In reality and in common sense, he is neither, but a mentally-handicapped person in need of care and protection, probably by a team. But if the team is to include the relatives, and especially if some relative is in practice the ‘long-stop’ guardian, they should surely be kept in the picture at every point. I can scarcely over-emphasise the importance of this, or the muddles and confusions caused by neglecting it.

May I in conclusion mention two practical improvements the need for which to me stand out in this vast field. The first might cost little new Treasury money: the second, I fear, a great deal.

First, there is the need for a really adequate counselling service for relatives at all stages of their confrontation with the condition, integrating every aspect: psychiatric, familial, social.

Second (and this takes me back to where I started), there is the making good of the most glaring deficiency in the post-1950 arrangements. Starting with the fifties, the accent has been on rehabilitation and ‘living in the community’. Plans, as I said earlier, were geared (and largely still are geared) to the belief that de-institutionalising the chronic schizophrenic would in itself have such a therapeutic effect, in conjunction with hostels and day-hospitals, that long-term care would hardly be necessary. This assumption has proved to be unfounded.

Under the carpet

I would have thought the evidence is now overwhelming that a hard core of chronics require, and will go on requiring, long-stay sheltered environments. Which do not exist - not even on paper. Most hospital doctors, and every warden of a transitional hostel, can speak of cases which they are forced to discharge but which they know are almost bound to deteriorate without some permanent shelter. Here is a problem that cannot indefinitely be pushed under the carpet - or back on the family.

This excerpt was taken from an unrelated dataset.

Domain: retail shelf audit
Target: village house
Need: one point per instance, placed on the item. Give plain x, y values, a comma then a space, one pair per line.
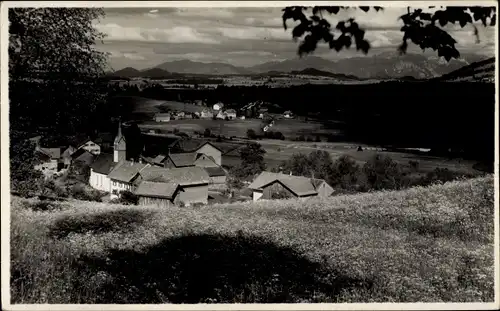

For what is ‘the family’ in this connection? Chiefly, I have suggested, an administrative fiction enabling legislators and administrators to pretend - or even believe - that the burdens their policies lay on individuals are being carried by wider shoulders than is in fact the case. But the administrative fiction is also a nostalgic folk memory of the former extended family, which is the ‘ghost in the machine’.

When I hear somebody complaining irritably in the press that hospitals get cluttered up with people having their babies in them, or dying in a protracted way, I reflect that the speaker is not really living in 1972. He is lost in a folk memory of rambling farmhouses in Thomas Hardy country replete with uncles, aunts, cousins and chimney corners for the aged or disabled. He is not looking at the 1972 reality of a nuclear family occupying a ‘semi’, or a boxy little flat, in some industrial conurbation, with the fit members out all day.

And it is through the same romantic haze that Whitehall, when it suits its book, can discover the remarkable virtues of ‘the family’ for the long-term care of schizophrenics who present problems which can only be met in a group environment.

In the end ‘the family’ usually comes down to one elderly widow, herself increasingly incapable. The other children grow away and cannot or will not cope. Their once affectionate concern gets calloused with the years. They marry and their husbands or wives will not accept indefinitely roles as nurses, guardians or almoners, or allow them to accept them. What else can one expect?

Unrealistic policy

Perhaps because the study of schizophrenia has been case-oriented, hospital-oriented from the start, the other members of a schizophrenic’s family are seldom fully perceived, still less accepted, as persons in their own right, with their own need for fulfilment, their own lives to lead. But there it is, and a social policy is just not realistic which relies on a continuous supply of saints or of elderly widows who live for ever.

In many of the terrible accounts by elderly mothers in my possession there is no evidence of rejection, of a casting out of the schizophrenic member, only of immense weariness, a sense of a loved one deteriorating, and a great fear of the future.

The failure to provide even the bare minimum of shelter and security for permanently handicapped schizophrenics is, I suggest, the biggest current scandal in our social provision.